Setiap aktivitas meninggalkan jejak elektronik (audit trail) yang dapat diawasi oleh aparat pengawas internal pemerintah maupun lembaga eksternal.
Menurut Bambang, dashboard monitoring yang tersedia dalam platform e-katalog memungkinkan pengawasan berlapis serta mempermudah proses audit terhadap tender proyek jalan nasional.
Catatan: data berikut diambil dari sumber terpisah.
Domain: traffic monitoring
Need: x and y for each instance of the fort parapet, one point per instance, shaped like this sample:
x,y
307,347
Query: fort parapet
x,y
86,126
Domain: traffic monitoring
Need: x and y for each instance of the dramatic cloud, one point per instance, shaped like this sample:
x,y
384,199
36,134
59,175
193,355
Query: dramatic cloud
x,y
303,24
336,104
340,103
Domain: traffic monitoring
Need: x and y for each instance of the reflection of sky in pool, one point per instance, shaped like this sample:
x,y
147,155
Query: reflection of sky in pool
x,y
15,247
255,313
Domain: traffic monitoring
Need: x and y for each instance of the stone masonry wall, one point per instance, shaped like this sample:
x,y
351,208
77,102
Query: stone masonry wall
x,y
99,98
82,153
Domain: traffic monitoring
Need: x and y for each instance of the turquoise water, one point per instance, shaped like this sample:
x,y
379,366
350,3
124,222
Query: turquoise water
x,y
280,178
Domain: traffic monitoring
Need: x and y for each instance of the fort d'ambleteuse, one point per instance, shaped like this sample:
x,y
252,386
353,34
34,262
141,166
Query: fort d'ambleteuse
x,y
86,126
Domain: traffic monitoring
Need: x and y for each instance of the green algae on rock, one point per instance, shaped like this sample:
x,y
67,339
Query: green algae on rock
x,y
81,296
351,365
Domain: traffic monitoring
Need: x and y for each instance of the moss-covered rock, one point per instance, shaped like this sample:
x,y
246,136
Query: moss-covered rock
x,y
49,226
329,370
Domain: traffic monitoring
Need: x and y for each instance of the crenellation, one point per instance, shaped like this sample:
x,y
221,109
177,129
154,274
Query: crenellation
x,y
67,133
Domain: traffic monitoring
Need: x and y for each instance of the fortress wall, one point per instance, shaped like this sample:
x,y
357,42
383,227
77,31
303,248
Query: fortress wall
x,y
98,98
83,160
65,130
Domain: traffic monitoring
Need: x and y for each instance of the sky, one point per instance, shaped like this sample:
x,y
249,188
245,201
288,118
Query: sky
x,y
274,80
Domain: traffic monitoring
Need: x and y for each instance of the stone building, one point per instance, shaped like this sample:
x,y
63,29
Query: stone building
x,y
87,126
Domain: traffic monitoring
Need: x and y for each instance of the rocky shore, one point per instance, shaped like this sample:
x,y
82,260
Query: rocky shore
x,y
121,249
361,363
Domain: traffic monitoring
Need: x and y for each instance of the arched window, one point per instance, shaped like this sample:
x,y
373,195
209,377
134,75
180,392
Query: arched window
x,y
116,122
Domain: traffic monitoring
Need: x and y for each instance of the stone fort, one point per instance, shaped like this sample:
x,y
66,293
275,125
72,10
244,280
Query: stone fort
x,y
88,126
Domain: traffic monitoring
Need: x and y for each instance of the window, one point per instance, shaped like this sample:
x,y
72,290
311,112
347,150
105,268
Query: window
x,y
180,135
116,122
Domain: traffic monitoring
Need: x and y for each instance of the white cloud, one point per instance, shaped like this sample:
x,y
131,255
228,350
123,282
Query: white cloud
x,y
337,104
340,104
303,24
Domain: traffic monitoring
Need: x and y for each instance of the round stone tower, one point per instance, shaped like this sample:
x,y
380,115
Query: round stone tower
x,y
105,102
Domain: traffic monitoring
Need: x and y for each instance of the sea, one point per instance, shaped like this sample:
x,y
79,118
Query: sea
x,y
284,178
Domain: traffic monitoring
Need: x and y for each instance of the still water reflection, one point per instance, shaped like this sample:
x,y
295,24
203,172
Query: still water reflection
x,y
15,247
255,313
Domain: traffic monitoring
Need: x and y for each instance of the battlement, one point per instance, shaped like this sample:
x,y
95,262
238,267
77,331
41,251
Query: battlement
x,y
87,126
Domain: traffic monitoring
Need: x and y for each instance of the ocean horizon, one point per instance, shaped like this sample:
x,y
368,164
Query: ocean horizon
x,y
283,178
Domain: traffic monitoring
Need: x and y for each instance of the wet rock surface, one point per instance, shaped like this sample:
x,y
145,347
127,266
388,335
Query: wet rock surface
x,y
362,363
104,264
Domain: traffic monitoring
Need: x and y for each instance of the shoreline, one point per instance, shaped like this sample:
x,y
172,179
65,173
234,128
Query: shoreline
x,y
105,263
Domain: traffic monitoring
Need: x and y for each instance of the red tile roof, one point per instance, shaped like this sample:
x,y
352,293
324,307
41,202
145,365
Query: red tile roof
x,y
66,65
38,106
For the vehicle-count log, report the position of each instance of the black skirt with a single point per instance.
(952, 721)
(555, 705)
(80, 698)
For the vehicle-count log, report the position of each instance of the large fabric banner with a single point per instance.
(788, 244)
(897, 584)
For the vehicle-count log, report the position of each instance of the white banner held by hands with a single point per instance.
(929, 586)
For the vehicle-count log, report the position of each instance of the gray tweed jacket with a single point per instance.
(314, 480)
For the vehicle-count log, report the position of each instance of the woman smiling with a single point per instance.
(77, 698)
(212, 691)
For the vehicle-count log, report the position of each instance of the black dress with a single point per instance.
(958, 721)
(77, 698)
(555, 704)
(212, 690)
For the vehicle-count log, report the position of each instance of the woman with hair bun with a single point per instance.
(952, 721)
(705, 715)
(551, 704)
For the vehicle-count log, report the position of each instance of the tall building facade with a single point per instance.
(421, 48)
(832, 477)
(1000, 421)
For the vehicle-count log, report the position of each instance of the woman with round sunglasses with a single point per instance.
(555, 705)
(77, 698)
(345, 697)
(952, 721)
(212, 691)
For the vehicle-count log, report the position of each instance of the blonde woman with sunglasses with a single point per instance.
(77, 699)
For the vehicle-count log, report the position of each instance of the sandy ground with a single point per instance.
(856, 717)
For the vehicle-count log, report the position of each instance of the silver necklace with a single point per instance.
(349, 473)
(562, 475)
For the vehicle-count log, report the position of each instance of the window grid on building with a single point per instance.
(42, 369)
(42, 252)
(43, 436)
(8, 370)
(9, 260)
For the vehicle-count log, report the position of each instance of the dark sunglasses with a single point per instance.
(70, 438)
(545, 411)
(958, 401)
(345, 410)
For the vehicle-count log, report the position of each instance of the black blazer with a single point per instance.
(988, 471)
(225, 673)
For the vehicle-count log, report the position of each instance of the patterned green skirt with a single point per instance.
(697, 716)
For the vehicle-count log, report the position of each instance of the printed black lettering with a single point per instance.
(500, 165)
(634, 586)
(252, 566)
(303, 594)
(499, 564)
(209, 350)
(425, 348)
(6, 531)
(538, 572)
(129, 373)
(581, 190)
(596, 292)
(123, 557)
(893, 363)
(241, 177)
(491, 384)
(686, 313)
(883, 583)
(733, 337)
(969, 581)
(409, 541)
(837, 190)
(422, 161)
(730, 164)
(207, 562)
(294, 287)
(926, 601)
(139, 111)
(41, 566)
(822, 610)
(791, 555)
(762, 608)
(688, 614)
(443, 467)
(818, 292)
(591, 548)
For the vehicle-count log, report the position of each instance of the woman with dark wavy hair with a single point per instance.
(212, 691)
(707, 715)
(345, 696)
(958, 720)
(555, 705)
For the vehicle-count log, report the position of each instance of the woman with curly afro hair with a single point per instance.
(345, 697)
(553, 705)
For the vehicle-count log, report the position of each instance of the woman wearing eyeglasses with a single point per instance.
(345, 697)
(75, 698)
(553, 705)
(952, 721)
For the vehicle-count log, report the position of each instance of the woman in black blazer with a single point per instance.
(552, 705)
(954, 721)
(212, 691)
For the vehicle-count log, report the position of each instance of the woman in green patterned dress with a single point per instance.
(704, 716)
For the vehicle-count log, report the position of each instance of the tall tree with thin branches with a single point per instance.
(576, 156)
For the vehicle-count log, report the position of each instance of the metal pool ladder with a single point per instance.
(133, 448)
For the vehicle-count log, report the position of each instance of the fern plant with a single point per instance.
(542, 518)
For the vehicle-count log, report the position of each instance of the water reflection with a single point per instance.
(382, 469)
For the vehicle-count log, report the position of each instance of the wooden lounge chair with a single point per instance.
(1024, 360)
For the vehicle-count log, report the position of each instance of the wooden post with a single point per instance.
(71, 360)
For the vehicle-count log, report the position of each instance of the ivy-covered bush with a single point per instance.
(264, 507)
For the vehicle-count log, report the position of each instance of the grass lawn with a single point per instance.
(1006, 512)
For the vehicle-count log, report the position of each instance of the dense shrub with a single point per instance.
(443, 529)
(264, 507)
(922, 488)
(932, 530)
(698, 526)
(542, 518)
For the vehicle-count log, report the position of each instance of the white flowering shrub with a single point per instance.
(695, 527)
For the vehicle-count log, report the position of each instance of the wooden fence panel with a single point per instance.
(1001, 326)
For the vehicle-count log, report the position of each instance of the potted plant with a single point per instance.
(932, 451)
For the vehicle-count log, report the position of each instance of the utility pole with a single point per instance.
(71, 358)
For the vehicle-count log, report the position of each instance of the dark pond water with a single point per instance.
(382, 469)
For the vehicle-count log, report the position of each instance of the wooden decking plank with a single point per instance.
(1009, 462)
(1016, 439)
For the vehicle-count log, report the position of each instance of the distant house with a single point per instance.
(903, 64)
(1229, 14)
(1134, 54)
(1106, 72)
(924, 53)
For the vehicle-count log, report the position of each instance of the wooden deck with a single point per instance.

“Riwayat penawaran, evaluasi, hingga negosiasi harga tidak bisa dihapus atau dimodifikasi secara sepihak. Semuanya terdokumentasi,” kata Mantan Kasatker PJN wilayah 1 BPJN Sulbar ini.
Selain aspek administratif, sistem pengadaan konstruksi melalui e-katalog versi terbaru juga menitikberatkan pada pemenuhan standar teknis pekerjaan.
Dalam proyek jalan nasional, misalnya, faktor mutu material dan distribusi aspal menjadi perhatian utama.
Penentuan jarak Asphalt Mixing Plant (AMP) disebut mengacu pada standar kualitas campuran aspal dan efisiensi anggaran negara.
“Distribusi hotmix memiliki batas waktu dan suhu tertentu agar kualitas tetap terjaga. Itu pertimbangan teknis, bukan administratif,” jelasnya.
Dengan pendekatan tersebut, proses tender konstruksi pemerintah tidak hanya mempertimbangkan harga terendah, tetapi juga aspek kualitas, keberlanjutan, dan efektivitas pelaksanaan pekerjaan.